What if you Supply Chain could achieve zero stockouts and zero obsolescence?
Supply Chain teams often grapple with designing an optimal level of stockouts and obsolescence. Their design options can improve one, only at the cost of the other metric. If they improve stockouts, obsolescence levels go up, and vice versa.
Why do they get into this dilemma?
The reason is the objective function they are trying to optimize, keeping everything else constant. The objective is often ‘Total cost of operations’, that too as measured by their books of accounts.
This approach is fundamentally flawed on many counts. Let me explain a couple of significant ones.
Cost capture in books of accounts is only partial. For example, the opportunity cost of reducing stockouts is often left out of calculations. The impact of improving ‘new triers’ and ‘repeat purchases’ through availability improvement is also ignored.

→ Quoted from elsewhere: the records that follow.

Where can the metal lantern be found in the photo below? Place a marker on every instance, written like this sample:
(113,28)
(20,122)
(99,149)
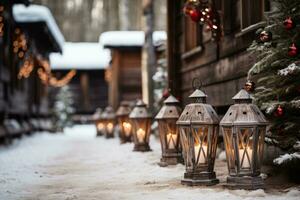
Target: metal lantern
(169,132)
(244,128)
(108,118)
(125,126)
(99,122)
(198,125)
(141,123)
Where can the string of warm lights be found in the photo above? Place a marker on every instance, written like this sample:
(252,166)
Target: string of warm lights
(27,68)
(47,77)
(1,20)
(44,72)
(20,43)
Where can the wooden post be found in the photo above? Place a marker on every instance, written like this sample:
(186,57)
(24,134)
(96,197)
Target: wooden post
(173,50)
(148,53)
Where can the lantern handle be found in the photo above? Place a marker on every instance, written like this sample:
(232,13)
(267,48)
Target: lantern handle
(197,83)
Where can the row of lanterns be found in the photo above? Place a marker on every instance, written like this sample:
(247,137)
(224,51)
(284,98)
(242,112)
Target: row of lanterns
(191,136)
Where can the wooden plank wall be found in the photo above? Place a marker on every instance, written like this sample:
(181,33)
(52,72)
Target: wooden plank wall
(125,83)
(222,67)
(89,90)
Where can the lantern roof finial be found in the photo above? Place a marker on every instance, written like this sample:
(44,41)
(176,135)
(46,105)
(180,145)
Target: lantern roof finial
(140,111)
(198,94)
(243,96)
(170,109)
(124,109)
(171,100)
(108,113)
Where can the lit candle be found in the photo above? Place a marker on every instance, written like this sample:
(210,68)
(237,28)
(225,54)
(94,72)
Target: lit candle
(126,128)
(203,153)
(100,126)
(140,135)
(246,162)
(110,127)
(171,140)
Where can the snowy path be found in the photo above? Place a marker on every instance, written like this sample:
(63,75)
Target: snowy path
(76,165)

The assumption of keeping everything else constant also shuts many other opportunities. In fact, we must work on improving the fundamental supply chain capabilities of demand sensing, flexibility and responsiveness, instead of assuming that they have to stay at the current levels.
If we take the capability improvement route instead of conventional cost optimisation route, both the metrics of stockouts and obsolescence can be improved simultaneously, instead of struggling with the presumed trade-off.
Zero stockouts and zero obsolescence is then in sight through capability improvement.